GeTe experiences phase transition between cubic and rhombohedral through distortion along the [111] direction. Cubic GeTe shares the similarity of a two-valence-band structure (high-energy L and low-energy Σ bands) with other cubic IV-VI semiconductors such as PbTe, SnTe, and PbSe, and all show a high thermoelectric performance due to a high band degeneracy. Very recently, the two valence bands were found to switch in energy in rhombohedral GeTe and to be split due to symmetry-breaking of the crystal structure. This enables the overall band degeneracy to be manipulated either by the control of symmetry-induced degeneracy or by the design of energy-aligned orbital degeneracy.
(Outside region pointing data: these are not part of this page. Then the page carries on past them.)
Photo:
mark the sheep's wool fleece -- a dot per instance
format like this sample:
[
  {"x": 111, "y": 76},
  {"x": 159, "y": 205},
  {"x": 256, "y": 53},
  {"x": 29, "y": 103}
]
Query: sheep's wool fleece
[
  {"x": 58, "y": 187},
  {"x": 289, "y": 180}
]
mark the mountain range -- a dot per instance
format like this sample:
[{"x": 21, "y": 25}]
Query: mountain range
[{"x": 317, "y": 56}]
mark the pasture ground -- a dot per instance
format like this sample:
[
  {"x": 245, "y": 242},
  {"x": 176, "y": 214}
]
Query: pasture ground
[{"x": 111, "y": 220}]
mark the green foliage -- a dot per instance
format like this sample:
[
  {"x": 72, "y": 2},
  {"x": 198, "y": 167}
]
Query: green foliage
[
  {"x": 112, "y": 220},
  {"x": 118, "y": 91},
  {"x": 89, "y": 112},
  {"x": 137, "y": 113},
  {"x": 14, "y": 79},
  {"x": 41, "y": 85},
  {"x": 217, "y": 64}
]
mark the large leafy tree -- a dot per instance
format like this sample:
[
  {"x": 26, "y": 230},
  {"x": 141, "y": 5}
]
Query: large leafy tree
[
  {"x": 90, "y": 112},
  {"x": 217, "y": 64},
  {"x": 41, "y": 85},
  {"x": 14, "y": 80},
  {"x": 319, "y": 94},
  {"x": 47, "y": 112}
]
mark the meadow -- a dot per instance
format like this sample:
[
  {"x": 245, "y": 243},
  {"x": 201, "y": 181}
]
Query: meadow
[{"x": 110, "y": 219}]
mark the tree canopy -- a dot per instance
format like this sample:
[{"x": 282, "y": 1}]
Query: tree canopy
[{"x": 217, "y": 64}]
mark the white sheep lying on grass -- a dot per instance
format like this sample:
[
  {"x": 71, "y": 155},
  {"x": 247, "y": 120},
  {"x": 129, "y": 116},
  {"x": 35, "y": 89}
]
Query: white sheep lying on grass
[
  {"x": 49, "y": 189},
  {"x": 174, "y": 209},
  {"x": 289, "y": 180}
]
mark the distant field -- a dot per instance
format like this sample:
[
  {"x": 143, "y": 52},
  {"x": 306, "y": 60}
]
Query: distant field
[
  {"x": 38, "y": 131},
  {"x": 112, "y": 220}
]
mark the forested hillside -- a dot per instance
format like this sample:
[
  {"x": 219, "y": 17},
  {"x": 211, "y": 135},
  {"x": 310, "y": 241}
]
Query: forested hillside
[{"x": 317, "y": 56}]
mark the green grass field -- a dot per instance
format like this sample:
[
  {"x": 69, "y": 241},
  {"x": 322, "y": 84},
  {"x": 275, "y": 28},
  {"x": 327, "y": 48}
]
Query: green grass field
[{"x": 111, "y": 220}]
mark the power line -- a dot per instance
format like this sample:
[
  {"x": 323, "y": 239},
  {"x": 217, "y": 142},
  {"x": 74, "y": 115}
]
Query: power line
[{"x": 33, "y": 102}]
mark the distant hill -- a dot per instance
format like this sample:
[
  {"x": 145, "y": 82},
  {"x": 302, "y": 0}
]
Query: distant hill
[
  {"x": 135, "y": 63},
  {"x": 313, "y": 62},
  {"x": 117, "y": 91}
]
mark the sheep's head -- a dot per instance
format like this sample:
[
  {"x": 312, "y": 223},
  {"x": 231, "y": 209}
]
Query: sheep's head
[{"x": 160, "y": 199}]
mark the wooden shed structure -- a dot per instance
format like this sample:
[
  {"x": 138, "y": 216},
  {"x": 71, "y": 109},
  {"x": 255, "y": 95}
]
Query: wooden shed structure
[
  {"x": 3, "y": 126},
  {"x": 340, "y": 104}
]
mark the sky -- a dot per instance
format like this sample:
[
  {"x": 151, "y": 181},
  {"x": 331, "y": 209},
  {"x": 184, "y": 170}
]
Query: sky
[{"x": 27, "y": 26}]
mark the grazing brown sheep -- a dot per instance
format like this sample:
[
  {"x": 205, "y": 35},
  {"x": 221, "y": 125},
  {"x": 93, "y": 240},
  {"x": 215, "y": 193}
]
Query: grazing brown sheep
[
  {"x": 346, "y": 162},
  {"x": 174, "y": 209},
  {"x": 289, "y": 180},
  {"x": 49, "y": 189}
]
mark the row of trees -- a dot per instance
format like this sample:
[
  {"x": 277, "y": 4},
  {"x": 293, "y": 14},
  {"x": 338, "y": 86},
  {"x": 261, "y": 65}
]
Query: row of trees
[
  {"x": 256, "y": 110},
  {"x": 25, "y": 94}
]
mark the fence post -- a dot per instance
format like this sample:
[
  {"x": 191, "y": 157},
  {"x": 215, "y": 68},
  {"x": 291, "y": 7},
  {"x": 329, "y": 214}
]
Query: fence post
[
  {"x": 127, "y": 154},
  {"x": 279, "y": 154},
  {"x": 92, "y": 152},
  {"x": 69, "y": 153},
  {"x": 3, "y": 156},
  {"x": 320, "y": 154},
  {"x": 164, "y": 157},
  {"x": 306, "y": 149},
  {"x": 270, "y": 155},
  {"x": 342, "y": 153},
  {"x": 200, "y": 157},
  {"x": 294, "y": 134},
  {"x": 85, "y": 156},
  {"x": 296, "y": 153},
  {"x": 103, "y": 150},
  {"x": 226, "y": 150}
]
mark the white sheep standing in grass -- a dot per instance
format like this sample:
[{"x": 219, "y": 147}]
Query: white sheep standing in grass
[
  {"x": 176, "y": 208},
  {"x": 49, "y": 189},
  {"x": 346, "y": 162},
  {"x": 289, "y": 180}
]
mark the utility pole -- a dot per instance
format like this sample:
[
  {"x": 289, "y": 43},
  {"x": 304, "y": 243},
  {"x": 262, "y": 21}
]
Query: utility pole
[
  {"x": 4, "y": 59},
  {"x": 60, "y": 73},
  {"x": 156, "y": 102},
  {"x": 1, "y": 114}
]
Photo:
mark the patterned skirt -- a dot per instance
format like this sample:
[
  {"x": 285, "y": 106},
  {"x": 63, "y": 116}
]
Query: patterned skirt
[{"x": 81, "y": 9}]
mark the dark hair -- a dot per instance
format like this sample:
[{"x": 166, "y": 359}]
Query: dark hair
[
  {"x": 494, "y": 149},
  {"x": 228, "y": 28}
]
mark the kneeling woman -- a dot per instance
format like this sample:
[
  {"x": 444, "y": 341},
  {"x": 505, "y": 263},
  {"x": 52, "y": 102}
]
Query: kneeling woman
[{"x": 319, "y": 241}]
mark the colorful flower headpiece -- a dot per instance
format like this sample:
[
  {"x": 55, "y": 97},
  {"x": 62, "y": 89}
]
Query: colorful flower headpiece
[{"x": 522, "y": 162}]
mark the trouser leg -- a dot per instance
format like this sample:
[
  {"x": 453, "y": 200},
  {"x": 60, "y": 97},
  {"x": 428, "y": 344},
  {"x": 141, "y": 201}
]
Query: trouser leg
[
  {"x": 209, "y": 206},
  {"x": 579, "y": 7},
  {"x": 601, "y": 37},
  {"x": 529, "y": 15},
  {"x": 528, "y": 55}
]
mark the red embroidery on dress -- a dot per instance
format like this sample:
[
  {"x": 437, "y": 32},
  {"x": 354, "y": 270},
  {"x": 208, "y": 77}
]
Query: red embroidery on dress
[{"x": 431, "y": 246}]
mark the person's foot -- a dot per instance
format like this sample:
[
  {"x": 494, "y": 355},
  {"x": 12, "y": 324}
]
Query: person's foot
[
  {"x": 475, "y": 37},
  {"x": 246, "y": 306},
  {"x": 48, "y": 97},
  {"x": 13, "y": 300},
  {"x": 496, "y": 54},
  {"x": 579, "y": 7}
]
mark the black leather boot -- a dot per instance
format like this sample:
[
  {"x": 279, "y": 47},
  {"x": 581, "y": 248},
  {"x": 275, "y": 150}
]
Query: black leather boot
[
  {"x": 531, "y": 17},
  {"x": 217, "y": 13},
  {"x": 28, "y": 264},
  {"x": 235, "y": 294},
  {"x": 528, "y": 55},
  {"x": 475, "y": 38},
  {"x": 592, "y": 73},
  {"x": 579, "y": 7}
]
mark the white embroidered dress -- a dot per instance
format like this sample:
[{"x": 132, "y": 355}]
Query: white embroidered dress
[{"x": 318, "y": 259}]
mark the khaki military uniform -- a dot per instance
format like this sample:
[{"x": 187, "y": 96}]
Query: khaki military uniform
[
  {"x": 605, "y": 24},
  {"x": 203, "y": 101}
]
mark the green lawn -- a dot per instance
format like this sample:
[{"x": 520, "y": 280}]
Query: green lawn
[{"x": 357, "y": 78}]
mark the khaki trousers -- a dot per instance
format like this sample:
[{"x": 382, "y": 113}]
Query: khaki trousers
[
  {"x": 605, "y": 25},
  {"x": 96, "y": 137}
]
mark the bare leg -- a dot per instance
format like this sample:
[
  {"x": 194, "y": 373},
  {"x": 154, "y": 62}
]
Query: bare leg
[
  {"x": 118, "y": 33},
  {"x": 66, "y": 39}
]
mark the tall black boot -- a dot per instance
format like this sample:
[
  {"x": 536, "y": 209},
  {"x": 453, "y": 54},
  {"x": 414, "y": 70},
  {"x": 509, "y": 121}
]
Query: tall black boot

Here, we show Sb-doping for optimizing carrier concentration and manipulating the degree of rhombohedral lattice distortion to maximize the band degeneracy and then electronic performance. In addition, Sb-doping significantly promotes the solubility of PbTe, enhancing the scattering of phonons by Ge/Pb substitutional defects for minimizing the lattice thermal conductivity. This successfully realizes a superior thermoelectric figure of merit, zT of >2 in both rhombohedral and cubic GeTe, demonstrating these alloys as top candidates for thermoelectric applications at T < 800 K. This work further sheds light on the importance of crystal structure symmetry manipulation for advancing thermoelectrics.